Метрдотель склонился над книгой учета заказов. Стол, за которым сидит девочка, забронирован с 19.30, говорит он. Сколько еще она у нас пробудет? Я отвечаю, что этого я, к сожалению, не знаю. Он спрашивает, несу ли я за нее ответственность. Полагаю, что так, говорю я. Дружба дружбой, а табачок врозь, говорит он и отворачивается. Я спрашиваю, что он хотел этим сказать. Мне придется придумать, как быть с девчушкой после 20.00, говорит он. Я отправляюсь в бар за напитками для Селлерсова столика. Наполняя бокалы бургундским, Шеф-бар рассказывает, что Блез с Хрюшоном как следует насели на Селлерса. А Дама-детка их подзуживает.
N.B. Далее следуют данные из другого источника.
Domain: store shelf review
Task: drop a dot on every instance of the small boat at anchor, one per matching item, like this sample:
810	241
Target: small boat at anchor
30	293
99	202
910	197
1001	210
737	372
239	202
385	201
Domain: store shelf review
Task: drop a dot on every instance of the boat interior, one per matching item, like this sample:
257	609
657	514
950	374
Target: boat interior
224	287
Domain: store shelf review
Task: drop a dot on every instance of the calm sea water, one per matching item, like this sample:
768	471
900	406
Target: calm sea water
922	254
Блез живет недалеко отсюда, и я могла бы тебя эскортировать, сказала она, как утверждает Шеф-бар. Эскортировать? Что за дурацкое слово? Ну, не знаю. Они уговаривают Селлерса пойти с Блезом к нему домой. Я слушаю вполуха. Селлерс ох как не прост, говорит она. Он весь из себя такой любезный и покладистый, но с панталыку его не собьешь. Шеф-бар снедает любопытство.
Ситуация затягивается. Не представляю, в котором часу я сегодня смогу уйти домой, и виноват в этом Эдгар. Его стараниями я заперт здесь как в клетке. Я валюсь с ног. К тому же из-за него мне приходится за спиной шеф-повара протискиваться в раздевалку, к лежащему в демисезонной куртке телефону, что вынуждает меня с некоторой регулярностью притираться к повару.
давай уже ответь что-нибудь
Ирония заключается в том, что именно Эдгар сидел тут и жаловался мне на нескончаемый поток информации, обрушивающийся на нас. Не я первый, не я последний это говорю, сказал он, но именно в эту минуту я всем своим существом ощущаю, что всё, предел настал. Никогда еще СМИ не навязывали нам информацию так беззастенчиво. И никогда еще не существовало так много разных СМИ; и эти слова, сказал Эдгар, не теряют своей актуальности, повторяй их хоть каждый день. Но сегодня поток информации просто зашкаливает. Нет сил отплевываться от этого потока. Сегодня чаша переполнилась. Будто тянулся за стаканом воды, а тебя окатили из ведра. Сегодня поток мчит как никогда. Слишком мощно мчит. Никогда мне не втюхивали больше инфы, чем сегодня, в этот самый последний день в ряду прожитых мною дней. Никогда не втюхивали ее так безудержно. Поток информации сносит все на своем пути. Бурлит. Сбивает с ног. Так говорил Эдгар. А теперь он сам, так сказать, выпендривается онлайн в Копенгагене, грузит информацией мой телефон, лежащий в кармане куртки, и выманивает меня в раздевалку, и мне не отвечает.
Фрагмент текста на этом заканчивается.